Help with scan in logp calculation

rl100y · November 19, 2025, 10:12pm

Hi all,

I am having some difficulty understanding loops using scan. I am building a logp for an object X = (X_1, …, X_d) with a CustomDist that takes as a parameter an array called samples of shape (N, d). These samples are drawn from some joint probability on (X_i), and I am writing this CustomDist to approximate that joint probability.

As part of the logp calculation, there is a step where each X_i has a contribution f_i(X_i), where f_i is the marginal pdf on the i-th component, which I estimate using a histogram of samples[:, i-1] called marginals_hists with shape (d, 2, num_bins). To do calculate f_i(X_i), I have been trying to use scan since the function f_i is different for each i. I defined a function _get_marginal_cdf which performs the calculation of f_i(X_i) for a single dimension, and then loop over dimensions using scan, as below.

def _marginal_cdf_forward(value, marginals_hists):
    output, updates = pytensor.scan(fn=_get_marginal_cdf,
                                    sequences=[value, marginals_hists])
    transformed_value = pytensor.function(inputs=[value.T, marginals_hists],
                                          outputs=output.T,
                                          updates=updates)
    return transformed_value

However, when I try to call logp during sampling, I get the following error (including the last part of the error trace starting from the call to logp).

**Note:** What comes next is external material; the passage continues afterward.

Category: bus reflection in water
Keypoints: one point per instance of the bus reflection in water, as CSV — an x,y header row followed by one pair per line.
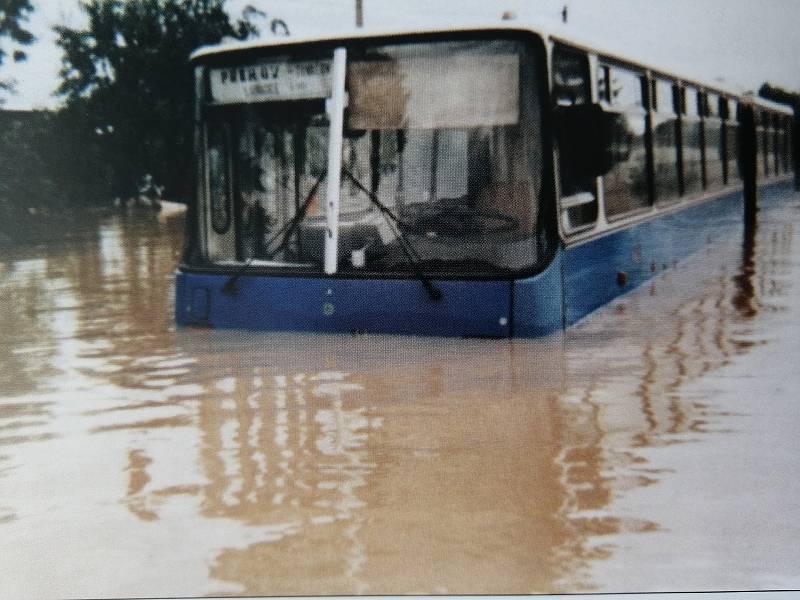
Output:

Cell In[42], line 68, in MvExtendedInterpolatedWithEmpiricalBetaCopula.logp(value, samples, ranks, marginals_hists)
     67 def logp(value, samples, ranks, marginals_hists):
---> 68     transformed_value = _marginal_cdf_forward(value, marginals_hists.data)
     69     ebc_density = empirical_beta_copula_density(transformed_value, samples.data)
     70     marginals_densities = _marginal_logpdfs(value, marginals_hists.data)

Cell In[41], line 248, in _marginal_cdf_forward(value, marginals_hists)
    247 def _marginal_cdf_forward(value, marginals_hists):
--> 248     output, updates = pytensor.scan(fn=_get_marginal_cdf,
    249                                     sequences=[value, marginals_hists])
    250     transformed_value = pytensor.function(inputs=[value.T, marginals_hists],
    251                                           outputs=output.T,
    252                                           updates=updates)
    253     return transformed_value

File ~/.conda/envs/pymc_env/lib/python3.12/site-packages/pytensor/scan/basic.py:681, in scan(fn, sequences, outputs_info, non_sequences, n_steps, truncate_gradient, go_backwards, mode, name, profile, allow_gc, strict, return_list)
    678 else:
    679     actual_n_steps = pt.as_tensor(n_steps)
--> 681 scan_seqs = [seq[:actual_n_steps] for seq in scan_seqs]
    682 # Conventions :
    683 #   mit_mot = multiple input taps, multiple output taps ( only provided
    684 #             by the gradient function )
   (...)
    688 
    689 # MIT_MOT -- not provided by the user only by the grad function
    690 n_mit_mot = 0

File ~/.conda/envs/pymc_env/lib/python3.12/site-packages/pytensor/tensor/variable.py:37, in _tensor_py_operators.__index__(self)
     36 def __index__(self):
---> 37     raise TypeError(
     38         "TensorVariable cannot be converted to Python integer. "
     39         "Call `.astype(int)` for the symbolic equivalent."
     40     )

TypeError: TensorVariable cannot be converted to Python integer. Call `.astype(int)` for the symbolic equivalent.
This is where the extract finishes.